It took nearly all four quarters but Team USA finally broke through against Spain. For the first time in the Rio games, the offense of the Americans which had been the calling card of the team finally took a backseat to their defense play.
As pool play went on in Rio, the US found their defense exploited by opponents and highly criticized by the media and fans across the world, but when it matter the most, during the elimination games the US has put together the best defensive efforts in back to back games.
From the start of the game, the frontline of US dominated play in the paint, led by nine points, 16 rebounds, and four blocks by Deandre Jordan, who used his athleticism to overpower Spain and by the fourth quarter he had completely worn down star Pau Gasol, who scored 23 points in the losing effort for Spain. The US had 53 total rebounds to Spain’s 41 and 21 offensive boards to Spain’s 14.
Nearly all possessions inside the key were difficult for both teams. Spain ended the game shooting only 39 percent from the field. After poor showings against Austria, Serbia, and France—who all came close to scoring 100 points on the Americans—the US has held Argentina to 78 points and now Spain to 76 points.
“We wanted them to take tough 2s, we wanted them to shoot the ball being uncomfortable with a hand in their face,” Carmelo Anthony said. “No uncontested shots. We did that. We stayed home on the 3s. They penetrated, we wanted DeAndre to kind of clean that up. He did a hell of a job doing that for us.”
The lack of communication on defense and lapses in focus that bogged down earlier defensive game plans have been wiped away as pool play has moved on the elimination rounds. The US isn’t invincible, but it sure is playing a much more complete game than one week ago as they head into the gold medal match.
Their opponent will be Serbia, who used an 8-0 run to start off their semifinal game against Australia. The Aussies were forced to call an early timeout and things didn’t improve much from that point forward. Team Australia looked out of sorts from the get-go, managing only five points in the first quarter and 14 total in the first half.
Mixing zone and man-to-man defensive sets, Serbia pushed Australia around with stifling defensive performance. Australia had a stagnant, off-rhythm offense that was forced to put up tough shot after tough shot, shooting a decent 51 perfect from the field, but only 13 perfect from the three point line.
Australian were considered the heavy favorites to face Team USA in the gold medal game—if the US comes out slow on Sunday they may be in for a biggest test than anyone had anticipated. In early pool play, teams who were not intimated by the superstar power of the Americans fared much better, keep games ugly without any flow on the offensive side of the ball.
A team this well-coached will not just hand a gold medal over to the US. Head coach Sasha Djordjevic does an amazing job game planning for matchups utilizing a team defensive that leads Serbia’s play. Team USA is good enough to beat any team in the world, but they can’t walk onto the court underestimating the Serbian team, a team who already put a scare into them, showing the defensive flaws of the US to world on the largest stage for basketball.

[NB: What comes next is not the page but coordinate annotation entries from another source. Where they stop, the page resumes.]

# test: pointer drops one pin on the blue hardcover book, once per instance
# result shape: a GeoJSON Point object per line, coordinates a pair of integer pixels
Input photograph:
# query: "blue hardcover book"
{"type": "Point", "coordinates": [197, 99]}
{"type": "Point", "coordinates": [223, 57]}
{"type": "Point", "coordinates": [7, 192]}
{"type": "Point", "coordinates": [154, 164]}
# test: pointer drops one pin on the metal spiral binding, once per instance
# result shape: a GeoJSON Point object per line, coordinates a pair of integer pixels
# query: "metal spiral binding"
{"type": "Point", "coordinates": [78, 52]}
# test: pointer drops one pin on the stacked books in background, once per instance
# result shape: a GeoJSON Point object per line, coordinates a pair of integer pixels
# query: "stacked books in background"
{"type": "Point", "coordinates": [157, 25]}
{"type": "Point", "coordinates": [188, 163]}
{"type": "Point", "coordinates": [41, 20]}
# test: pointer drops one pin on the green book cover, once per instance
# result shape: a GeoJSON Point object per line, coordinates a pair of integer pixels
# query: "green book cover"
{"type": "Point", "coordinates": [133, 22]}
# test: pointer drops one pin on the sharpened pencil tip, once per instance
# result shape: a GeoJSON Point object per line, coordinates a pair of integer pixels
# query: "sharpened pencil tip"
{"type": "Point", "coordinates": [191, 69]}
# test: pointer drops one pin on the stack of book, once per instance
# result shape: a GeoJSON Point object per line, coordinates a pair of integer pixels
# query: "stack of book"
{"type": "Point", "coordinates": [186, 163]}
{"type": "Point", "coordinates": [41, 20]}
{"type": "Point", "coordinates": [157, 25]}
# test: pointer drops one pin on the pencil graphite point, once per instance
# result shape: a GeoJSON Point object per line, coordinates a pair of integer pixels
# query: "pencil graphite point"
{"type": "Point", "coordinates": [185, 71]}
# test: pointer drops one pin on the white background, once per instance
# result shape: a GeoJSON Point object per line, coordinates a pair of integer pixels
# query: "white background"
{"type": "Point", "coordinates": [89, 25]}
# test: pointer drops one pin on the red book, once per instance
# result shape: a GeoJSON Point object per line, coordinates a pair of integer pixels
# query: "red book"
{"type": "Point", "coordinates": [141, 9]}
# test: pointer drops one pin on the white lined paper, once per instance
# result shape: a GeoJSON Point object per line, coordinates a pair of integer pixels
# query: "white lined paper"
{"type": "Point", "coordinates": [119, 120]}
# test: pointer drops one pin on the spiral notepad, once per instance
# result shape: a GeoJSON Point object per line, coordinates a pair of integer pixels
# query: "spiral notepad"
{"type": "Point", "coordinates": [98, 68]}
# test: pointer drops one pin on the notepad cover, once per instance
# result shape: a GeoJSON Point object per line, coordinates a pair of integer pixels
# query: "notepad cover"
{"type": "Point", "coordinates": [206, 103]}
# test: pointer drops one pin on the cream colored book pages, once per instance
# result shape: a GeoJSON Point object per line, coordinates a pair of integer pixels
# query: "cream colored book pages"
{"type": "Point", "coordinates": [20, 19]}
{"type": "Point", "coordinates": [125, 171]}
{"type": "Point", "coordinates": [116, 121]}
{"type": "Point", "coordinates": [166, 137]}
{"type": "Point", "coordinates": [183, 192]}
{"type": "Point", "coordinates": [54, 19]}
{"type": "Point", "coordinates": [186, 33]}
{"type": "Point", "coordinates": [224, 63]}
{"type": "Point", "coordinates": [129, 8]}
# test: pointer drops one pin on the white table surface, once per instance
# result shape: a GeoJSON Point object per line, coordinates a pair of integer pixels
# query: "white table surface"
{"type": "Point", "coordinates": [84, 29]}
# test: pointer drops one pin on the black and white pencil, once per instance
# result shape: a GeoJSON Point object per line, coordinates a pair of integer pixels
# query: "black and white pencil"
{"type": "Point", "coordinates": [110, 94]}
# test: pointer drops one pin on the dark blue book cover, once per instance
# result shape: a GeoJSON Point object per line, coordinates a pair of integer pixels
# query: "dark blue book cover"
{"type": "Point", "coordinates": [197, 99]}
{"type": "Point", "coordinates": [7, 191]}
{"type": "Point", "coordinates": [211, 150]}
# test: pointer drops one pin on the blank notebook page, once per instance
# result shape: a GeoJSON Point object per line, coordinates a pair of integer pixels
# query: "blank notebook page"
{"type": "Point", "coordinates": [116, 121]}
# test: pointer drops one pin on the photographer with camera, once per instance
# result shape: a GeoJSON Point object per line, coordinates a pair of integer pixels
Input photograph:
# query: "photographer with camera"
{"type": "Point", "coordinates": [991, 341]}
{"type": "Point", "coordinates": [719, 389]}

“Serbia is one of the top international teams,” said USA head coach Mike Krzyzewski. “We played them in the World Cup two years ago for the championship. They’re unbelievably well-coached; they’ve been together; in (Milos) Teodosic you have one of the great guards in the last decade in Europe; in (Bogdan) Bogdanovic they have one of the great shooters; and (Miroslav) Raduljica is one of the best big men. Then they are tall and deep and they’ll be huge challenge for us and we respect the heck out of them.”
For the Americans, a win can land them their third consecutive gold medal and extend their eight-year dominance in international basketball play. The US men now boast a 137-5 all-time record in Olympic play and have won a medal in 14 of the 17 Olympic men’s basketball competitions in which they have competed. With this kind of resume not many expected to see the US struggle through pool play the way they did, but now they are right where they were expected to be — in the finals. The US will have to work for their gold medal.
“When the stakes are the highest is when we all play the best, and there won’t be any higher (stakes) than on Sunday,” Klay Thompson said of the gold medal game. “Expect a great effort from all of us.”
Carmelo Anthony summed up the approach of the team going into the finals game by saying, “We’ve got one game. That’s what we came here for and we don’t want to leave with anything less than the gold medal.”